A settlement makes three things visible that are usually hidden:
The value trade-off (what wins here, what loses here)
The decision rights (who owns the commitment)
The evidence plan (what will convince us to revise)
Settlements also prevent “compliance theatre.” In many organisations, compliance becomes a moral shield: “We followed the rule.” But rules are not outcomes. A settlement ties the rule to a success claim and makes that claim testable.
Continuous Monitoring: Instrumenting Your Value Settlements
When people hear “monitoring,” they often think of surveillance or compliance. That’s a category error.
The point is not to police our customers or stakeholders. The point is to instrument the system so we can detect when our value settlements are failing, and to do it early, with humility, before harm or burnout accumulates.
Practically, this means four moves.
Choose a small set of Key Moments to instrument. Not everything.

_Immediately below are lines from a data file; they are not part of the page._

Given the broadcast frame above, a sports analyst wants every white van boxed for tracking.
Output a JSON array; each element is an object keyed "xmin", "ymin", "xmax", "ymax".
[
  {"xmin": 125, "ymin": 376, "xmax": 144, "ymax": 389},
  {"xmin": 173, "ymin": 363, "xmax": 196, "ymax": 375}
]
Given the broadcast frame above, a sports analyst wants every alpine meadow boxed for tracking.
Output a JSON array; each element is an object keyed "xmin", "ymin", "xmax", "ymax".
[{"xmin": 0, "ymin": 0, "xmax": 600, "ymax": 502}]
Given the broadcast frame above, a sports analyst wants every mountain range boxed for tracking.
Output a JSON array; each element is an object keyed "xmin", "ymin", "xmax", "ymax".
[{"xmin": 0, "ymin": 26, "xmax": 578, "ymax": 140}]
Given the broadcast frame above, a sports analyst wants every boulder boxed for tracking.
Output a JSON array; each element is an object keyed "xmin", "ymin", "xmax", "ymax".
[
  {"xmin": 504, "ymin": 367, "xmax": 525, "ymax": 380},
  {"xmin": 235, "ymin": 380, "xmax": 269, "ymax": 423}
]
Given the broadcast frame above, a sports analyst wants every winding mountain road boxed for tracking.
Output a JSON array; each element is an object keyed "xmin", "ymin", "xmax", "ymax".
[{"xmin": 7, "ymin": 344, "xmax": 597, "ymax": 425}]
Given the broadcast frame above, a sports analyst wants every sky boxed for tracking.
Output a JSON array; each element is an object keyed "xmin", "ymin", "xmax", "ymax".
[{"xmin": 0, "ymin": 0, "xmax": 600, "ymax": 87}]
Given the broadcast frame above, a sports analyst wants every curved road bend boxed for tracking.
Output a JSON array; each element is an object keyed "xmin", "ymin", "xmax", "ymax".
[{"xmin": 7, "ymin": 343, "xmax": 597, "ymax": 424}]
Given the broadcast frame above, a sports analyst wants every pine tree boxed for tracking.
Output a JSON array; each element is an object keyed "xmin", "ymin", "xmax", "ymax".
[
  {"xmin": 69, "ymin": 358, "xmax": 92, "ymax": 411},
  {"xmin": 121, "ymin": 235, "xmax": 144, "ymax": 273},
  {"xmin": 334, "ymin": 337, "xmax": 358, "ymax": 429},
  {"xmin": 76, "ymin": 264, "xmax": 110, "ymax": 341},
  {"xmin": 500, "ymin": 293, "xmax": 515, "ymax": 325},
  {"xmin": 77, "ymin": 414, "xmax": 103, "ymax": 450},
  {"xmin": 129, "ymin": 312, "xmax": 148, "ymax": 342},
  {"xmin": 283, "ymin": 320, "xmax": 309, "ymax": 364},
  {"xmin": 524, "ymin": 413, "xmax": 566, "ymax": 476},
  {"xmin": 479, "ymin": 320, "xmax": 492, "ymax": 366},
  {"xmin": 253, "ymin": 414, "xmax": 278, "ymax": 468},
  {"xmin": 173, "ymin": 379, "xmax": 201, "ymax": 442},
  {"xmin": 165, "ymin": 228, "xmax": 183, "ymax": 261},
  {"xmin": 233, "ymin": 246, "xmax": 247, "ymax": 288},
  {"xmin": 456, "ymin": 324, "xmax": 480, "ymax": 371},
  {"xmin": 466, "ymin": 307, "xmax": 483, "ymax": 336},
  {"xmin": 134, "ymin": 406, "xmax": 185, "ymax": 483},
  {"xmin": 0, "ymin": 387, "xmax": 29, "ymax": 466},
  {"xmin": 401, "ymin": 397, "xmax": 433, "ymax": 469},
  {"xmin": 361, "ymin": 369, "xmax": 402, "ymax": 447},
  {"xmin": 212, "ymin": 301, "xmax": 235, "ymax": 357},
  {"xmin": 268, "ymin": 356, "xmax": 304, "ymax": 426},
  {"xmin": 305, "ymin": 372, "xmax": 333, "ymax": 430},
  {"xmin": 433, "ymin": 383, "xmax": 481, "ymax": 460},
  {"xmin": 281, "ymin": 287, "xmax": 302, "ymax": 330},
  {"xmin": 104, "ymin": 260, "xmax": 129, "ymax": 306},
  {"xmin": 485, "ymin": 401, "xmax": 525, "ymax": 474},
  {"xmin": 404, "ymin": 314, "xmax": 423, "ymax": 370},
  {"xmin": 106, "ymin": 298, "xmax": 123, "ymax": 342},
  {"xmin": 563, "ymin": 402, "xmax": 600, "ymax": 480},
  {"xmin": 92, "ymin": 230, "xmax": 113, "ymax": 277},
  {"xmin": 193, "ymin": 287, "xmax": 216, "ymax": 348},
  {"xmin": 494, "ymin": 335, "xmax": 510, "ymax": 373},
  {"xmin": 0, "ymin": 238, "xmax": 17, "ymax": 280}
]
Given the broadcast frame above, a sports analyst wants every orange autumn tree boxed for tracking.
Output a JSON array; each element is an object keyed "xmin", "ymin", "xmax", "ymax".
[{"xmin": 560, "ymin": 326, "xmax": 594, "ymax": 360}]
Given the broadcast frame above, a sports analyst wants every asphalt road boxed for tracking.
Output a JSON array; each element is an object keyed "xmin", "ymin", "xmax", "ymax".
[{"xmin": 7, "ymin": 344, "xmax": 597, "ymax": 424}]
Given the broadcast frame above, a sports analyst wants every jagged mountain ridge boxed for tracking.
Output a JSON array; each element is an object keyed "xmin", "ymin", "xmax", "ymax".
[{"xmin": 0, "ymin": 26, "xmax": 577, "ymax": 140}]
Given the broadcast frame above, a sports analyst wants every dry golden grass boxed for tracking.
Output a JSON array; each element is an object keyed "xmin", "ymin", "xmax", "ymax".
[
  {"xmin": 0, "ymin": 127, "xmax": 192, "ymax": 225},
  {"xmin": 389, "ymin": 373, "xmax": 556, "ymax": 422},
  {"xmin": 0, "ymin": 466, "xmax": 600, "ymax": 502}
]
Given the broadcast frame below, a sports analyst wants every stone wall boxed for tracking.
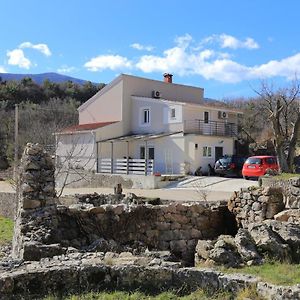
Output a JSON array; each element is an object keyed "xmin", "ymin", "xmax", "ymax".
[
  {"xmin": 12, "ymin": 144, "xmax": 55, "ymax": 257},
  {"xmin": 228, "ymin": 187, "xmax": 284, "ymax": 228},
  {"xmin": 13, "ymin": 144, "xmax": 230, "ymax": 264},
  {"xmin": 13, "ymin": 203, "xmax": 230, "ymax": 264},
  {"xmin": 0, "ymin": 192, "xmax": 17, "ymax": 219},
  {"xmin": 261, "ymin": 177, "xmax": 300, "ymax": 209}
]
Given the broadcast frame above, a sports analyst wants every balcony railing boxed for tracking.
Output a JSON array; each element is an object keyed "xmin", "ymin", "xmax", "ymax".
[
  {"xmin": 183, "ymin": 120, "xmax": 238, "ymax": 137},
  {"xmin": 98, "ymin": 158, "xmax": 154, "ymax": 175}
]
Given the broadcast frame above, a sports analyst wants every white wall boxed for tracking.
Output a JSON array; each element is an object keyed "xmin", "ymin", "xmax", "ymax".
[
  {"xmin": 79, "ymin": 81, "xmax": 123, "ymax": 124},
  {"xmin": 185, "ymin": 134, "xmax": 234, "ymax": 173},
  {"xmin": 56, "ymin": 132, "xmax": 96, "ymax": 170},
  {"xmin": 131, "ymin": 97, "xmax": 183, "ymax": 134}
]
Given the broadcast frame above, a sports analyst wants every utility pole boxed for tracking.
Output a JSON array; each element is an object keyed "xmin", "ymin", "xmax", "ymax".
[{"xmin": 14, "ymin": 104, "xmax": 19, "ymax": 182}]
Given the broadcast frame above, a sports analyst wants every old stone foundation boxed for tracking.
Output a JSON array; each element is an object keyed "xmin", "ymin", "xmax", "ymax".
[{"xmin": 0, "ymin": 144, "xmax": 300, "ymax": 299}]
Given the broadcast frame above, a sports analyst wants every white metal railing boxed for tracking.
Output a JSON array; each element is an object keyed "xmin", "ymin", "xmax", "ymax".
[{"xmin": 98, "ymin": 158, "xmax": 154, "ymax": 175}]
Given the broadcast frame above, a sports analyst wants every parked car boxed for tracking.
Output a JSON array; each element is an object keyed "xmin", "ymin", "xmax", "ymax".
[
  {"xmin": 242, "ymin": 155, "xmax": 279, "ymax": 179},
  {"xmin": 214, "ymin": 155, "xmax": 247, "ymax": 176}
]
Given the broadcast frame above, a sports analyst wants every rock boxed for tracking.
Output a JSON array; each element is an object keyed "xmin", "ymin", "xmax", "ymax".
[
  {"xmin": 248, "ymin": 223, "xmax": 291, "ymax": 261},
  {"xmin": 274, "ymin": 208, "xmax": 300, "ymax": 223},
  {"xmin": 252, "ymin": 202, "xmax": 261, "ymax": 211},
  {"xmin": 289, "ymin": 177, "xmax": 300, "ymax": 187},
  {"xmin": 266, "ymin": 220, "xmax": 300, "ymax": 263},
  {"xmin": 195, "ymin": 240, "xmax": 215, "ymax": 261},
  {"xmin": 234, "ymin": 228, "xmax": 261, "ymax": 262},
  {"xmin": 23, "ymin": 199, "xmax": 41, "ymax": 209}
]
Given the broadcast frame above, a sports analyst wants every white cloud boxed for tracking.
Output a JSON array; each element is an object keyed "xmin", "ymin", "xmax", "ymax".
[
  {"xmin": 130, "ymin": 43, "xmax": 154, "ymax": 52},
  {"xmin": 19, "ymin": 42, "xmax": 52, "ymax": 56},
  {"xmin": 201, "ymin": 33, "xmax": 259, "ymax": 49},
  {"xmin": 85, "ymin": 34, "xmax": 300, "ymax": 83},
  {"xmin": 57, "ymin": 65, "xmax": 76, "ymax": 73},
  {"xmin": 7, "ymin": 49, "xmax": 32, "ymax": 69},
  {"xmin": 84, "ymin": 55, "xmax": 132, "ymax": 72},
  {"xmin": 135, "ymin": 34, "xmax": 300, "ymax": 83}
]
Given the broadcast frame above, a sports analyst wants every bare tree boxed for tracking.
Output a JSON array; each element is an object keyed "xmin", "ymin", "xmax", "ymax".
[
  {"xmin": 55, "ymin": 133, "xmax": 97, "ymax": 198},
  {"xmin": 255, "ymin": 79, "xmax": 300, "ymax": 172}
]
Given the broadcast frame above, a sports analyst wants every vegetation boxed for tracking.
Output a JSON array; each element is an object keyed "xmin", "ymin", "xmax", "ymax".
[
  {"xmin": 0, "ymin": 77, "xmax": 104, "ymax": 163},
  {"xmin": 218, "ymin": 261, "xmax": 300, "ymax": 285},
  {"xmin": 0, "ymin": 216, "xmax": 14, "ymax": 245},
  {"xmin": 46, "ymin": 290, "xmax": 244, "ymax": 300}
]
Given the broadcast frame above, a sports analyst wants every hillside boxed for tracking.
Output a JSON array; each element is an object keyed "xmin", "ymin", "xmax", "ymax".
[{"xmin": 0, "ymin": 72, "xmax": 96, "ymax": 84}]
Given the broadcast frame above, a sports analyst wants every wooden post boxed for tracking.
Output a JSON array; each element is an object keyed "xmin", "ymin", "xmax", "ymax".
[
  {"xmin": 145, "ymin": 141, "xmax": 148, "ymax": 176},
  {"xmin": 110, "ymin": 142, "xmax": 114, "ymax": 174},
  {"xmin": 96, "ymin": 142, "xmax": 99, "ymax": 173},
  {"xmin": 14, "ymin": 104, "xmax": 19, "ymax": 185},
  {"xmin": 126, "ymin": 141, "xmax": 129, "ymax": 175}
]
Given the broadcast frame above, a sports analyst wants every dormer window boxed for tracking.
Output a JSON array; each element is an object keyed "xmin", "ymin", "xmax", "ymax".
[
  {"xmin": 170, "ymin": 108, "xmax": 176, "ymax": 119},
  {"xmin": 140, "ymin": 107, "xmax": 151, "ymax": 126},
  {"xmin": 143, "ymin": 108, "xmax": 150, "ymax": 124}
]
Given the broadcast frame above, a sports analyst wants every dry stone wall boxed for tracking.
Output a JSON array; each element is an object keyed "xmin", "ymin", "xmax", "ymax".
[
  {"xmin": 13, "ymin": 144, "xmax": 232, "ymax": 264},
  {"xmin": 228, "ymin": 187, "xmax": 284, "ymax": 228},
  {"xmin": 0, "ymin": 192, "xmax": 17, "ymax": 219},
  {"xmin": 261, "ymin": 177, "xmax": 300, "ymax": 209}
]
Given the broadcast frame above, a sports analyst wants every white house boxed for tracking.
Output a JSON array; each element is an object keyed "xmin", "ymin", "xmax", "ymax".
[{"xmin": 57, "ymin": 74, "xmax": 242, "ymax": 175}]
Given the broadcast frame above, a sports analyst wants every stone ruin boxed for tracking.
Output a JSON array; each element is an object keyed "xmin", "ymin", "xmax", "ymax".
[
  {"xmin": 13, "ymin": 144, "xmax": 234, "ymax": 265},
  {"xmin": 195, "ymin": 184, "xmax": 300, "ymax": 267},
  {"xmin": 0, "ymin": 144, "xmax": 300, "ymax": 299}
]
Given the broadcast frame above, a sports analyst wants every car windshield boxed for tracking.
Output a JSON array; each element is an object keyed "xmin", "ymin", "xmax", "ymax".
[{"xmin": 246, "ymin": 157, "xmax": 261, "ymax": 165}]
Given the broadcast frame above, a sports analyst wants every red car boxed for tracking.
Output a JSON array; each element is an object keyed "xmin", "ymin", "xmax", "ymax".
[{"xmin": 242, "ymin": 155, "xmax": 279, "ymax": 179}]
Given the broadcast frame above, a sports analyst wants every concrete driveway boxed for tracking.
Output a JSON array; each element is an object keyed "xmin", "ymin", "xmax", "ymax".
[
  {"xmin": 168, "ymin": 176, "xmax": 258, "ymax": 193},
  {"xmin": 0, "ymin": 176, "xmax": 258, "ymax": 201}
]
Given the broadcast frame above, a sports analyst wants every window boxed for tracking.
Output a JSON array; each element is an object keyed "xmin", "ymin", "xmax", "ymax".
[
  {"xmin": 140, "ymin": 146, "xmax": 145, "ymax": 159},
  {"xmin": 142, "ymin": 108, "xmax": 150, "ymax": 124},
  {"xmin": 140, "ymin": 146, "xmax": 154, "ymax": 159},
  {"xmin": 170, "ymin": 108, "xmax": 176, "ymax": 119},
  {"xmin": 203, "ymin": 146, "xmax": 211, "ymax": 157},
  {"xmin": 148, "ymin": 147, "xmax": 154, "ymax": 159},
  {"xmin": 204, "ymin": 111, "xmax": 209, "ymax": 124}
]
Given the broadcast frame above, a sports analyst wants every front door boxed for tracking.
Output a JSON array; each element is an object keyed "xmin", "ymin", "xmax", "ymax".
[{"xmin": 215, "ymin": 147, "xmax": 223, "ymax": 161}]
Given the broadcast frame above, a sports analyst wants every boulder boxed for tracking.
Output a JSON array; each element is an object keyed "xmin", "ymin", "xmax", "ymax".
[
  {"xmin": 266, "ymin": 220, "xmax": 300, "ymax": 263},
  {"xmin": 234, "ymin": 228, "xmax": 261, "ymax": 262},
  {"xmin": 209, "ymin": 235, "xmax": 242, "ymax": 267},
  {"xmin": 248, "ymin": 222, "xmax": 291, "ymax": 260},
  {"xmin": 274, "ymin": 208, "xmax": 300, "ymax": 223}
]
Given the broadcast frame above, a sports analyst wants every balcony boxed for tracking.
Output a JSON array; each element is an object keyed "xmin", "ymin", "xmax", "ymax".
[{"xmin": 183, "ymin": 120, "xmax": 238, "ymax": 137}]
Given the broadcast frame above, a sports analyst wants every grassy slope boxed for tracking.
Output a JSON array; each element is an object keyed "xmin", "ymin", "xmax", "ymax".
[
  {"xmin": 213, "ymin": 262, "xmax": 300, "ymax": 285},
  {"xmin": 46, "ymin": 290, "xmax": 232, "ymax": 300},
  {"xmin": 0, "ymin": 216, "xmax": 14, "ymax": 245}
]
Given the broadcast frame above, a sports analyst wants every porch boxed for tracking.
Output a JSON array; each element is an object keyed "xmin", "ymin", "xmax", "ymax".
[
  {"xmin": 183, "ymin": 119, "xmax": 238, "ymax": 137},
  {"xmin": 97, "ymin": 132, "xmax": 182, "ymax": 176},
  {"xmin": 97, "ymin": 157, "xmax": 154, "ymax": 176}
]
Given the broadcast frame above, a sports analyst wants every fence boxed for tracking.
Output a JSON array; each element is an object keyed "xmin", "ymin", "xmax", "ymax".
[{"xmin": 98, "ymin": 158, "xmax": 154, "ymax": 175}]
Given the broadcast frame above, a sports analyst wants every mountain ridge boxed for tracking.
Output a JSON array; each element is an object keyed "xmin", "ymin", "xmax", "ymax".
[{"xmin": 0, "ymin": 72, "xmax": 95, "ymax": 85}]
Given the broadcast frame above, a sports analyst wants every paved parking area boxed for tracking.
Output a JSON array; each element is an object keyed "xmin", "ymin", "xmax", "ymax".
[
  {"xmin": 0, "ymin": 176, "xmax": 258, "ymax": 201},
  {"xmin": 169, "ymin": 176, "xmax": 258, "ymax": 192}
]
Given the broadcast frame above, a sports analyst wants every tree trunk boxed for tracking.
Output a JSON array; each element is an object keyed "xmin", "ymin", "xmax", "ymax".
[
  {"xmin": 287, "ymin": 114, "xmax": 300, "ymax": 172},
  {"xmin": 275, "ymin": 145, "xmax": 290, "ymax": 173}
]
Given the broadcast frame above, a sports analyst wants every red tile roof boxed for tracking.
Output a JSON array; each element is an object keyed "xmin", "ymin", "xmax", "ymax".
[{"xmin": 60, "ymin": 121, "xmax": 116, "ymax": 133}]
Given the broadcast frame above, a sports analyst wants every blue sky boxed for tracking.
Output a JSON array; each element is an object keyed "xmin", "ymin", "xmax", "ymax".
[{"xmin": 0, "ymin": 0, "xmax": 300, "ymax": 99}]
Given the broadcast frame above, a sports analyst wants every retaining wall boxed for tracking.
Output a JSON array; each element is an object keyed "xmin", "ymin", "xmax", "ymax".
[{"xmin": 0, "ymin": 193, "xmax": 17, "ymax": 219}]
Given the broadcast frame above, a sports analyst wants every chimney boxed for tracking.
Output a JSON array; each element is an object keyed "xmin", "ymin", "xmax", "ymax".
[{"xmin": 164, "ymin": 73, "xmax": 173, "ymax": 83}]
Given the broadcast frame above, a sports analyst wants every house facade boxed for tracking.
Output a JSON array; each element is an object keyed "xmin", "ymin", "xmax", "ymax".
[{"xmin": 57, "ymin": 74, "xmax": 241, "ymax": 175}]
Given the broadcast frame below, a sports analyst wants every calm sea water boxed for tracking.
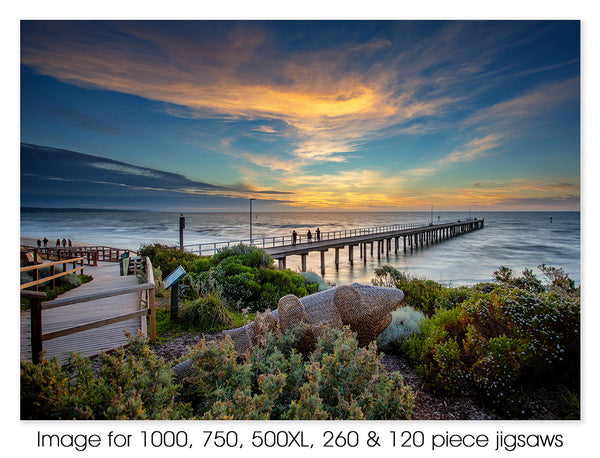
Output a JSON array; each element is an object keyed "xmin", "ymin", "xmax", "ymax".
[{"xmin": 21, "ymin": 211, "xmax": 580, "ymax": 286}]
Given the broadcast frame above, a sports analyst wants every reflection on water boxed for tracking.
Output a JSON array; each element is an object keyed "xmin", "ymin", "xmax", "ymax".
[{"xmin": 21, "ymin": 212, "xmax": 580, "ymax": 286}]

The moments that carry the highest stakes: escalation thresholds, handoffs, overrides, alarm acknowledgements, documentation triggers, discharge decisions. Pick the ones where a bad settlement will amplify downstream.
Define value signals, not just performance metrics. Performance metrics are about outputs (time-to-action, readmissions, length of stay). Value signals are about trade-offs (interruptions per shift, override rates, time spent charting, confidence in decisions, perceived ownership, trust calibration).
Some signals are quantitative; some are qualitative. In complex work, you need both.
Maintain a decision log that links settlements to evidence. Treat settlements like production changes: record what you changed, why, what you expected, what you watched, what happened, and what you revised.
This turns “stakeholder feedback” into organisational learning.
Build a cadence for revision that respects reality. Monthly is often too slow for high-risk workflows and may be too heavy for small teams. A better pattern is event-driven review: review when signals cross thresholds, when a critical incident occurs, or when frontline feedback clusters around a Key Moment.
This mirrors how mature engineering teams operate: not constant meetings, but clear triggers for attention.
A Note Of Tension: Rigor Versus Reach in Designing for MedTech
Clearly, we wish to avoid creating a new methodology tax: more artefacts, more meetings, more jargon. Likewise, there’s no point in building a beautiful framework that cannot survive resource constraints. I believe the way through is to keep the unit of work small and concrete: one Key Moment, one settlement, a thin monitoring plan, and a short review loop. If it doesn’t reduce confusion and rework within weeks, it’s not helping.
Hopeful path forward: design systems for complex domains
Healthcare doesn’t need more alignment workshops. It needs better ways to make value conflicts explicit, settle them where commitments happen, and revise them based on evidence rather than ideology.
A mature design system for complex domains would look less like a style guide and more like an operating system for decisions:
Key Moments mapped to real workflow
Settlements stated plainly, owned clearly, and monitored lightly
A shared theory of success that links design choices to human behaviour and organisational constraints
Feedback loops that are tight enough to learn, but respectful enough to sustain
That is the hopeful claim: not that we can eliminate value conflict, but that we can stop pretending it isn’t there. When everyone is right, the goal is not consensus. The goal is a settlement you can defend, measure, and improve, without turning care into a checklist.
If you want a starting point, take one contentious feature request and ask a different question: “What is the Key Moment this feature is trying to change, and what value settlement are we actually making there?” Then write the settlement down. Make it testable. And treat revision as success, not failure.
Because when designing for MedTech, progress isn’t the absence of conflict. Progress is the ability to learn from it.